Delphi, which filed for bankruptcy protection in New York in 2005, said in papers filed on Wednesday it could save more than $70 million per year by cutting the salaried retiree health care programs.

The auto parts maker said it had intended to maintain health care benefits for white collar retirees, but could no longer maintain such discretionary programs. It wants to eliminate the coverage at the end of March.

Delphi had been set to exit Chapter 11 in April, but was held up when an equity plan to support the move fell through.

A freeze up in credit markets later ensnared Delphi's reorganization efforts and led to a rapid deterioration in U.S. auto sales including former parent General Motors Corp .

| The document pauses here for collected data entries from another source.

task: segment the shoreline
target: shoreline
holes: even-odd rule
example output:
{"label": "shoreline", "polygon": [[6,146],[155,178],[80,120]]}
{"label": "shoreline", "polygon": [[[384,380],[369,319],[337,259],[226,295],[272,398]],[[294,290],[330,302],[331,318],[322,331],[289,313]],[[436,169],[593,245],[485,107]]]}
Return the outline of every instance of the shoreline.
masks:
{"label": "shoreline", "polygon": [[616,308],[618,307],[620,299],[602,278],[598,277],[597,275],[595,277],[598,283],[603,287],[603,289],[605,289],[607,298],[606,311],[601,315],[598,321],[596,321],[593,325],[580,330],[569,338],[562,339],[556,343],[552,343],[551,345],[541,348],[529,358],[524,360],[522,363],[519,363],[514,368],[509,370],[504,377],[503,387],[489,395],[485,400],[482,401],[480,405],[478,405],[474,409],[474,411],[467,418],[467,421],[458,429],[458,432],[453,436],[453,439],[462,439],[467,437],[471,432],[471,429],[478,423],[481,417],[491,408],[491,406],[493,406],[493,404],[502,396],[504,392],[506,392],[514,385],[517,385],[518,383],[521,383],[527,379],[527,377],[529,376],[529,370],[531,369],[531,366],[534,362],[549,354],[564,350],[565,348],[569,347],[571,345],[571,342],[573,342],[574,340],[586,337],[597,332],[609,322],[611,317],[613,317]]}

GM itself is restructuring under a $13.4 billion government bailout. Delphi remains GM's biggest parts supplier and GM is also its biggest customer.

U.S. auto sales plunged 18 percent to 13.2 million vehicles in 2008, with the brunt of the declines felt in the last few months of the year with the nation mired in a recession. Most auto experts expect sales to plunge again in 2009.

Delphi has asked the U.S. Bankruptcy Court for the Southern District of New York to hear the termination request February 24. The case is In re Delphi Corp, et al, U.S. Bankruptcy Court, Southern District of New York, No. 05-44481.